Además, en contraste con las visiones en competencia de la verdad y la bondad, el cristianismo es una economía construida no sobre un sistema ideológico sino sobre una persona. San Juan Pablo II explica:
El mundo necesitaba con urgencia un criterio de poder que fuera radicalmente otro, una manifestación de una jerarquía de valores diferente, para que los hombres de entonces y los hombres de hoy, incluso los más críticos y recelosos de ellos, pudieran llegar a creer en la verdad del amor.
Esta es la cualidad contradictoria del cristianismo: un sistema que no se basa en el valor utilitario, la identidad racial o nacional, la justicia económica o social o la maximización de la libertad humana, sino en una nueva vida arraigada en la persona de Cristo.
Del conocimiento del amor de Cristo fluye “una cultura diferente y una civilización diferente, relaciones diferentes en la producción y distribución de bienes materiales, una comprensión diferente del valor”. Las personas no son valoradas por su identidad racial o sexual, o por su producción económica, sino por su dignidad como seres humanos creados a la imagen de Dios.
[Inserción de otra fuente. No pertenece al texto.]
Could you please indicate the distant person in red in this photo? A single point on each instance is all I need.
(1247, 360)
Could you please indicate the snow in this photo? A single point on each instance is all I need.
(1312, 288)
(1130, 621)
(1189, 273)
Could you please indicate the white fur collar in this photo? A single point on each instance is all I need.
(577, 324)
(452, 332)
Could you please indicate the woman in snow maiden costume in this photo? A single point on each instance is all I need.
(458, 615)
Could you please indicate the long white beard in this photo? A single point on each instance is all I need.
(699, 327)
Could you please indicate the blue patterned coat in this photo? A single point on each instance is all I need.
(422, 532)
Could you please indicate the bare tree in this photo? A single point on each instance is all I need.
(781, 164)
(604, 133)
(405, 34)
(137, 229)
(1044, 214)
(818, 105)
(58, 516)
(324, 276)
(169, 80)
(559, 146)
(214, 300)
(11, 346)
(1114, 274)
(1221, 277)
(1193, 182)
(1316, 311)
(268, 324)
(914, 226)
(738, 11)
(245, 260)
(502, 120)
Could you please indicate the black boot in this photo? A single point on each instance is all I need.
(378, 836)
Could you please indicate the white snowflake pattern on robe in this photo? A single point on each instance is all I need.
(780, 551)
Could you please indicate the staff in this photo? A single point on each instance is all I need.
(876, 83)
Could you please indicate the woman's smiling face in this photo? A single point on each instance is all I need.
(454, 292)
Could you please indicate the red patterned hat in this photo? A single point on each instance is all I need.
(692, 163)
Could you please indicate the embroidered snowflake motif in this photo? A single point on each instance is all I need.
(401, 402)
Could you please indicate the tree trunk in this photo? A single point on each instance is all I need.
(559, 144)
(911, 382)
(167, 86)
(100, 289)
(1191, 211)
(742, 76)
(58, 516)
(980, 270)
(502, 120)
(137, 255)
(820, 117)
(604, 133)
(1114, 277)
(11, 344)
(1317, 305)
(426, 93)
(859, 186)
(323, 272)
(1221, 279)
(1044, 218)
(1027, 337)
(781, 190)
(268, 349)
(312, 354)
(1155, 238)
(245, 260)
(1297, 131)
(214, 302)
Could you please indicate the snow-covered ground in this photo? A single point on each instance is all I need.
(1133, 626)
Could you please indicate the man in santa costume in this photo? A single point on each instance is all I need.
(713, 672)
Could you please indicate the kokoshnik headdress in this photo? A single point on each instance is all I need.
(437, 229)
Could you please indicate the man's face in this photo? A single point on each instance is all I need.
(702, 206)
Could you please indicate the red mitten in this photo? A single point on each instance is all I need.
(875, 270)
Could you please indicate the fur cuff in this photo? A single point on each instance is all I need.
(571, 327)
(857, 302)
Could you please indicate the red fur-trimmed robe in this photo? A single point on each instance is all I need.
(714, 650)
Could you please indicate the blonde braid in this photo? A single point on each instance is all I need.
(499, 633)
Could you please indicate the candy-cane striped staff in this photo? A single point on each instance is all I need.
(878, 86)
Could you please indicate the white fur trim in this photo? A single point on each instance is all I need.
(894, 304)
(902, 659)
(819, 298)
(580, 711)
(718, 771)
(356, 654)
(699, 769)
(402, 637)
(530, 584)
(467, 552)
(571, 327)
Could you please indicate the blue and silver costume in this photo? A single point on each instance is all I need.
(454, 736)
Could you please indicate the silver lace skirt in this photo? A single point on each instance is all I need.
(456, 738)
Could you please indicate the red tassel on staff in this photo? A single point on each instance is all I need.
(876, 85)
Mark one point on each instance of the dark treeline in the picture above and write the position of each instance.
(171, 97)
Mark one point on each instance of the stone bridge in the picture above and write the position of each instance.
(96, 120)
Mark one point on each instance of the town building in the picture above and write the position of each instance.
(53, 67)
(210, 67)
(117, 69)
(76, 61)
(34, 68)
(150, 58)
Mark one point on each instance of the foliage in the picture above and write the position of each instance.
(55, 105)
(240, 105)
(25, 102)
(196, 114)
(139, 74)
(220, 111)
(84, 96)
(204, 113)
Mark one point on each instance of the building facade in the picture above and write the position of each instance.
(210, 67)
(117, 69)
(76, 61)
Solo el amor de Cristo puede vencer la “explotación despiadada de los hombres por otros hombres, la explotación en la producción industrial y el consumismo, la explotación por el estado en los diversos sistemas totalitarios…”.
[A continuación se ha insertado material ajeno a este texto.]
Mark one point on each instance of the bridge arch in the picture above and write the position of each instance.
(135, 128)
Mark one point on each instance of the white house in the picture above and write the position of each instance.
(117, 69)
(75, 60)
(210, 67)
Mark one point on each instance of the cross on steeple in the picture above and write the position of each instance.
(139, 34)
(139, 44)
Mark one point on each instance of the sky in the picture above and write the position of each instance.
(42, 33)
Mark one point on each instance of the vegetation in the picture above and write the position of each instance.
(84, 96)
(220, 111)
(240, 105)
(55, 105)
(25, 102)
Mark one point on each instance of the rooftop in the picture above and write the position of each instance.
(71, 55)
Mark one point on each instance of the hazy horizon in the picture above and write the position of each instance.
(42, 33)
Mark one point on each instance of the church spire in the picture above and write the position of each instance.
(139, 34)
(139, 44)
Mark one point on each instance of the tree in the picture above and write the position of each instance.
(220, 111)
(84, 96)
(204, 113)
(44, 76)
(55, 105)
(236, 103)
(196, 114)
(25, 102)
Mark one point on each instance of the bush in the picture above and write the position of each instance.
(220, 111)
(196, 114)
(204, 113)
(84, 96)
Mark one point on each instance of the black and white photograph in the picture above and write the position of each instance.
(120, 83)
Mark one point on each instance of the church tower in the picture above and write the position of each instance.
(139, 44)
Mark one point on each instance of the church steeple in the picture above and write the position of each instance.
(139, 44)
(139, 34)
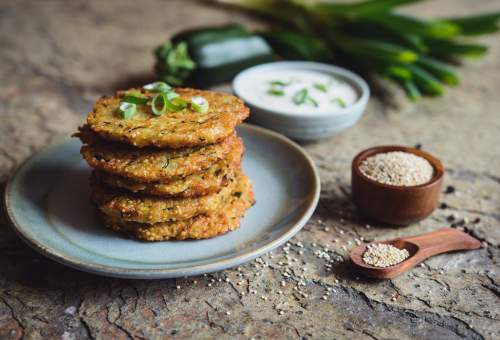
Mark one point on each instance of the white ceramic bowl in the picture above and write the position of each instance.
(308, 126)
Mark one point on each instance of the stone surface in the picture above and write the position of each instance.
(58, 57)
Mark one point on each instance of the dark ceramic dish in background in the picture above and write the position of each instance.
(398, 205)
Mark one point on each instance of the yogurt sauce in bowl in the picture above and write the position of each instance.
(303, 100)
(300, 91)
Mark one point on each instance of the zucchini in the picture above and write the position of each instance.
(210, 56)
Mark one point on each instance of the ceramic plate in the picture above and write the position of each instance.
(47, 201)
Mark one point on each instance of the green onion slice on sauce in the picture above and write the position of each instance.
(199, 104)
(158, 86)
(302, 97)
(339, 101)
(128, 110)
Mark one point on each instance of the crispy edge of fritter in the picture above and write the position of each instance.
(221, 122)
(151, 209)
(199, 227)
(209, 181)
(148, 165)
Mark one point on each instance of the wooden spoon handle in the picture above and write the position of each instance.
(443, 240)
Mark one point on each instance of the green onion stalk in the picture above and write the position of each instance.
(421, 55)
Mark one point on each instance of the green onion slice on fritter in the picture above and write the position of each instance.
(135, 97)
(199, 104)
(159, 104)
(127, 110)
(158, 86)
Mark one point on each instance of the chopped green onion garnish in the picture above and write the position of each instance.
(303, 97)
(339, 101)
(127, 110)
(158, 86)
(321, 87)
(199, 104)
(279, 83)
(159, 104)
(135, 98)
(275, 92)
(175, 102)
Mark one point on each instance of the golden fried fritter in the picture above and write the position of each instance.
(199, 184)
(198, 227)
(151, 209)
(158, 165)
(185, 128)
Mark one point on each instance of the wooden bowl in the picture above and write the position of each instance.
(398, 205)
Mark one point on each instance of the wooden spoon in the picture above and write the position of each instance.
(420, 248)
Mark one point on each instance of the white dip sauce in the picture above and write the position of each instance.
(299, 91)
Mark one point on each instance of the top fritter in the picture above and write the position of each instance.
(181, 118)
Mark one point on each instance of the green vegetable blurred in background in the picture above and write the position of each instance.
(420, 55)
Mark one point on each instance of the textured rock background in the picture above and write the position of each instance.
(58, 57)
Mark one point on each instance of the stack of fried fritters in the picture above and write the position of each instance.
(173, 176)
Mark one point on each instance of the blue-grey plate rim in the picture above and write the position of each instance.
(158, 273)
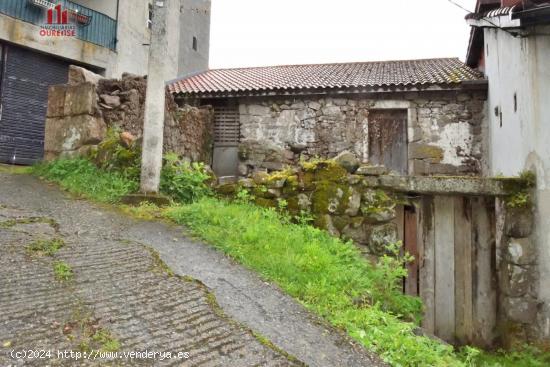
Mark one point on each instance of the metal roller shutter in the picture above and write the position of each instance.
(26, 76)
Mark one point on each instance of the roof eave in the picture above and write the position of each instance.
(503, 21)
(480, 84)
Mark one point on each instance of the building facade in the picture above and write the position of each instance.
(417, 117)
(510, 43)
(39, 39)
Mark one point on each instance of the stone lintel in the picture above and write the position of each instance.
(452, 185)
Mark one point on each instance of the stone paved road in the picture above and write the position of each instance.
(122, 292)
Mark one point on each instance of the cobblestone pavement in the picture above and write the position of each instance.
(120, 296)
(120, 292)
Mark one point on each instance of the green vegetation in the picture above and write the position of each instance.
(82, 177)
(46, 247)
(182, 181)
(62, 271)
(523, 356)
(328, 276)
(106, 342)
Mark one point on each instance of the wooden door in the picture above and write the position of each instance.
(388, 139)
(456, 247)
(226, 141)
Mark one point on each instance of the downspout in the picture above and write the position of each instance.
(116, 30)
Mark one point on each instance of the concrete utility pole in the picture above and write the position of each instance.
(164, 39)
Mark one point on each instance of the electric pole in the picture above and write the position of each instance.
(164, 32)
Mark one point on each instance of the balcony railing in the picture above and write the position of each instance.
(101, 29)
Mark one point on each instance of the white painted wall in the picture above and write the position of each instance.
(133, 35)
(195, 22)
(521, 66)
(107, 7)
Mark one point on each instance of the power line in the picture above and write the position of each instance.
(515, 35)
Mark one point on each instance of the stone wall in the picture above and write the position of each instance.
(444, 129)
(363, 203)
(80, 113)
(337, 194)
(518, 274)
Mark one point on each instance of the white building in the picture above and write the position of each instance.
(109, 37)
(510, 43)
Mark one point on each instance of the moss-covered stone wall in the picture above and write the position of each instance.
(444, 129)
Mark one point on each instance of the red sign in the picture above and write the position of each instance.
(59, 21)
(62, 15)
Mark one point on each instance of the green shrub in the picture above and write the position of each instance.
(328, 276)
(80, 176)
(62, 271)
(182, 181)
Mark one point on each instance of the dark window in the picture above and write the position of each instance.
(150, 20)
Esta es una verdad que incluso aquellos de nosotros que llamamos a Cristo Señor y Salvador tenemos dificultad para creer o recordar:
Incluso donde se acepta a Cristo, hay al mismo tiempo oposición a la verdad plena de su Persona, de su misión y de su Evangelio. Hay un deseo de adaptarlo a la humanidad en este año de progreso y hacerlo encajar en el programa de la civilización moderna, que es un programa de consumismo y no de fines trascendentales.
Todos estamos tentados de hacer a Cristo apetecible a nuestros propios gustos y preferencias, de hacerlo banal o burgués. En otras palabras, hacer que Él sea como nosotros. Sin embargo, la belleza transformadora de nuestra fe es que es Cristo quien debe cambiar a nosotros.
Como todos sabemos, ese proceso duele. Duele porque nos contradice: nuestros pensamientos, nuestros sentimientos, nuestros deseos e incluso nuestra comprensión de nosotros mismos. Sin embargo, es sólo a través de ese signo de contradicción que podemos experimentar el poder redentor de Cristo y la vida cruciforme. El “signo de contradicción”, nos dice San Juan Pablo II, es “una definición distintiva de Cristo y de su Iglesia”. Cuanto más apreciemos eso, más nuestra propia vida espiritual —y nuestro testimonio evangélico— traerá esperanza a este mundo quebrantado.